Both of these films provide an uncynical look at complicated and messy U.S. military conflicts, and in each film, politics take a back seat to the honor and valor of soldiers on the field of battle. They take strikingly different roads to reach the same conclusion, however.
Black Hawk Down (rated R for intense, realistic, graphic war violence, and for bad language) is a film adaptation of Mark Bowden's book of the same name, chronicling a 15-hour battle in the streets of Mogadishu, Somalia, the bloody result of a poorly conceived raid on a hotel thought to contain several Somali warlords. Army Rangers and Delta forces were sent in to perform what was thought to be a simple half-hour extraction mission; instead, a firefight in the streets resulted in the downing of two Black Hawk helicopters, and the death of 19 Americans and hundreds more Somalis.
Director Ridley Scott is not even remotely interested in the politics of the region, U.S. involvement there, or the decision to conduct this particular mission, except for some basic details to set the stage for the events that unfold onscreen. The fighting starts roughly half an hour into the film, and it doesn't let up until the closing credits. This is a film about soldiers, and Mr. Scott doesn't allow anything at all to distract the audience from his subjects.
Mr. Scott's care in keeping out extraneous detail extends even to characterization-and this is where Black Hawk Down differs from We Were Soldiers.

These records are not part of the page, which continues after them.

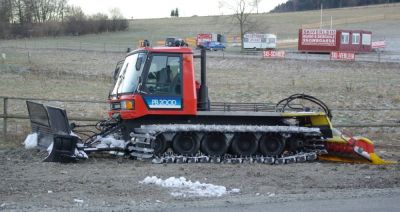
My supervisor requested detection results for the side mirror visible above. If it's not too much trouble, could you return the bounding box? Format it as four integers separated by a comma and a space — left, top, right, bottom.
136, 57, 143, 71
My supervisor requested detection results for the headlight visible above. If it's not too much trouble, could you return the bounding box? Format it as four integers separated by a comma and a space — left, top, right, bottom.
110, 102, 121, 110
121, 100, 135, 110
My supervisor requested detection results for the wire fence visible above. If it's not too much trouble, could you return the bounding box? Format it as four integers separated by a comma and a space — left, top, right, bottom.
207, 49, 400, 63
0, 39, 134, 53
1, 38, 399, 64
1, 96, 400, 142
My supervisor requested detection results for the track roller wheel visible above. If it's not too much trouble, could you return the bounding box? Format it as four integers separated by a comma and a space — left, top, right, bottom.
151, 134, 168, 156
259, 134, 285, 156
230, 132, 258, 156
172, 132, 200, 156
201, 133, 229, 156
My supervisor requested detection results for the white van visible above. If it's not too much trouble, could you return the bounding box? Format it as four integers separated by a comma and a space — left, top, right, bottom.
243, 33, 277, 49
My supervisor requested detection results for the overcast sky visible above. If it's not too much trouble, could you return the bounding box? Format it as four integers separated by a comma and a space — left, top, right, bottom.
69, 0, 288, 19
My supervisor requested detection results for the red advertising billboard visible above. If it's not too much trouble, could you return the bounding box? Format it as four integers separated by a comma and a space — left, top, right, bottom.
196, 34, 213, 46
301, 29, 336, 46
330, 51, 355, 61
263, 50, 285, 58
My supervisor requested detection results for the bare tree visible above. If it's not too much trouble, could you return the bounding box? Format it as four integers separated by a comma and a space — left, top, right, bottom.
0, 0, 13, 37
1, 0, 127, 38
14, 0, 25, 24
253, 0, 262, 14
9, 0, 68, 24
109, 7, 124, 20
0, 0, 13, 23
55, 0, 67, 22
220, 0, 260, 50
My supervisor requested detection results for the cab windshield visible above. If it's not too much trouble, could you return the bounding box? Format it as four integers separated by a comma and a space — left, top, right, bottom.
111, 52, 146, 95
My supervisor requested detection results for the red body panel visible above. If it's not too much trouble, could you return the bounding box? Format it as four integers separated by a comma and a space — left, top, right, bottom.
298, 29, 372, 53
109, 47, 198, 120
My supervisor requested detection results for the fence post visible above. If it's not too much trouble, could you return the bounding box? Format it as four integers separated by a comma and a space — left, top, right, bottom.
378, 50, 381, 63
3, 97, 8, 141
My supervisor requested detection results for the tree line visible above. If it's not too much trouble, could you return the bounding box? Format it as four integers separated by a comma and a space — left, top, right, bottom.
271, 0, 400, 12
0, 0, 128, 39
170, 8, 179, 17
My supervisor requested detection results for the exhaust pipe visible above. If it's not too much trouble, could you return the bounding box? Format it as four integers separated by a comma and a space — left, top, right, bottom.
197, 48, 210, 111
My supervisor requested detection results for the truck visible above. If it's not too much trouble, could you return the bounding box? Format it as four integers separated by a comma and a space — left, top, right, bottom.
201, 41, 225, 51
26, 47, 392, 165
196, 33, 225, 48
165, 37, 188, 47
243, 33, 277, 50
298, 29, 372, 53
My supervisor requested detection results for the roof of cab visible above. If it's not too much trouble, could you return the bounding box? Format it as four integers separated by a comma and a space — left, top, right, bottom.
142, 46, 193, 54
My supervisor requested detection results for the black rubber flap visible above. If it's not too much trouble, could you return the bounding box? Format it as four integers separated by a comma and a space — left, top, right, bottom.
44, 134, 78, 163
26, 101, 50, 127
46, 106, 71, 135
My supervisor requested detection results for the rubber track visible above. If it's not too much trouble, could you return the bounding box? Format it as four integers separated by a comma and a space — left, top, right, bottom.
150, 151, 327, 165
129, 124, 327, 164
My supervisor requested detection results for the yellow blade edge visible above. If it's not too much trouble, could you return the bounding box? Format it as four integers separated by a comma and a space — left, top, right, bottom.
319, 154, 396, 164
369, 153, 397, 165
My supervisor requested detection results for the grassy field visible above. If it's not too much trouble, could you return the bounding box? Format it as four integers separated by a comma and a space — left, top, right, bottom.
1, 49, 399, 143
0, 3, 400, 143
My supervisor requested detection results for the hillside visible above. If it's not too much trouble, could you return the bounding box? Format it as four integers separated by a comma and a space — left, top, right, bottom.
1, 3, 400, 50
130, 3, 400, 41
271, 0, 400, 13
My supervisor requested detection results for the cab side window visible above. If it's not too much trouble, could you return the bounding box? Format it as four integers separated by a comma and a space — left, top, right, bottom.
145, 55, 182, 95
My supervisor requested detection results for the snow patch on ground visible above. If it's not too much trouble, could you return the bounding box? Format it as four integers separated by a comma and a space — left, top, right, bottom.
73, 199, 84, 203
74, 148, 88, 159
140, 176, 240, 197
24, 133, 38, 149
96, 136, 127, 149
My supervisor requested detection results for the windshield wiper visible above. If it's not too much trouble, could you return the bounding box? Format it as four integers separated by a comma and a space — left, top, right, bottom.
135, 76, 148, 95
114, 63, 129, 97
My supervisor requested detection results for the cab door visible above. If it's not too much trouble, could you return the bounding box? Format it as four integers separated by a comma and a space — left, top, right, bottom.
140, 53, 184, 111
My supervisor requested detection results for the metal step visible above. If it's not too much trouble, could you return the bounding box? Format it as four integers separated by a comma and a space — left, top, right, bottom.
130, 146, 154, 153
130, 152, 153, 159
130, 132, 155, 139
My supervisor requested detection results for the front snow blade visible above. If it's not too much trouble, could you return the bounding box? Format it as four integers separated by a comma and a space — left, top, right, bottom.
44, 134, 78, 163
322, 130, 396, 165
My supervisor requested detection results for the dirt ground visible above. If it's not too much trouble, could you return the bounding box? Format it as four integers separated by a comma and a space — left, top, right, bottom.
0, 146, 399, 211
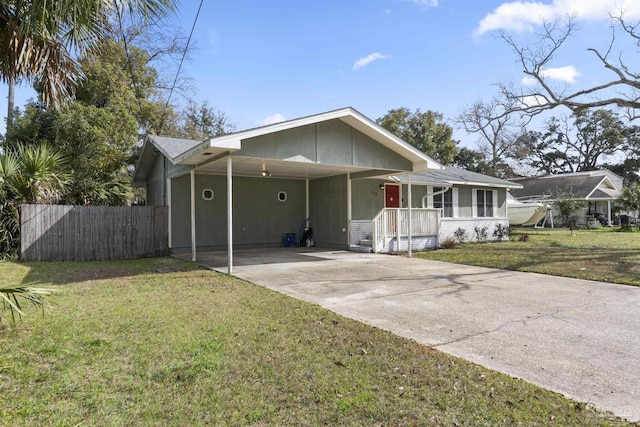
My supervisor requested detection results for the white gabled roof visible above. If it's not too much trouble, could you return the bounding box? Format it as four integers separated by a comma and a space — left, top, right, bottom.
172, 107, 443, 172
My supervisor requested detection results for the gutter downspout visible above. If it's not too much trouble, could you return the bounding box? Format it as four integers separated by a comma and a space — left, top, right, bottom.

These soldiers don't have stories. They are apparently a diverse bunch, but we know this only by the minimum of clues, and it's all but impossible to distinguish the character of the enemy.
Mr. Scott's story centers on one thing-the bond soldiers form on a field of battle. He has found a way to communicate courage and honor in a story of tactical failure and questionable politics. "It's about the men next to you. That's all it is," says one soldier in the final minutes of Black Hawk Down-something that's admirably true of both the movie and its protagonists.
We Were Soldiers (rated R for sustained sequences of graphic war violence, and for bad language) is also based on a work of nonfiction, co-authored by Lt. Col. Hal Moore and journalist Joe Galloway, both of whom participated in the Vietnam War's first bloody conflict, the battle at Ia Drang. Lt. Col. Moore, played in the film by Mr. Gibson, leads 400 cavalry soldiers into a thicket of 2,000 North Vietnamese troops in what became known as the "Valley of Death."
Cut off from each other and any escape route, and surrounded by an overwhelming force of enemy soldiers far more familiar with the terrain, Lt. Col. Moore and his men discard their tactical objectives and fight for survival.
Sound familiar? The framework of We Were Soldiers is similar to that of Black Hawk Down: what was to be a simple mission gone terribly awry, and the plight of the men who must band together to make it out alive. And director and screenwriter Randall Wallace's objectives for telling his story are also similar to Mr. Scott's. Mr. Wallace avoids most of the political questions that have tainted nearly every film about the Vietnam War, instead focusing on the valiant men who were sent to fight.
But where Mr. Scott does this by emphasizing the details of the conflict, Mr. Wallace fleshes out the human aspects of the story. His soldiers do have stories-we are asked to identify not only with Lt. Col. Moore, a devout Catholic, but also many of his men, as the audience learns about their wives and children back home, along with their personal struggles and motivations.
Perhaps even more remarkable is Mr. Wallace's attempt to do something similar for the enemy, spending time humanizing the North Vietnamese soldiers. Mr. Wallace isn't justifying the Communist regime in North Vietnam, but he makes it clear that the enemy's soldiers also had lives off the battlefield-homes, families, dreams.
Mr. Wallace's film is more ambitious than Mr. Scott's, and, as a result, often more heavy-handed. There are very few false moments in Black Hawk Down. Its characters rarely speak more than a handful of words at a time, and, when they do, it's with good reason. But the emotional payoff in We Were Soldiers is much greater.
On a technical level, and perhaps on a visceral level as well, Black Hawk Down is a better film. We Were Soldiers, however, shows unflinching respect for things not often given this much reverence in modern films: God, country, and family.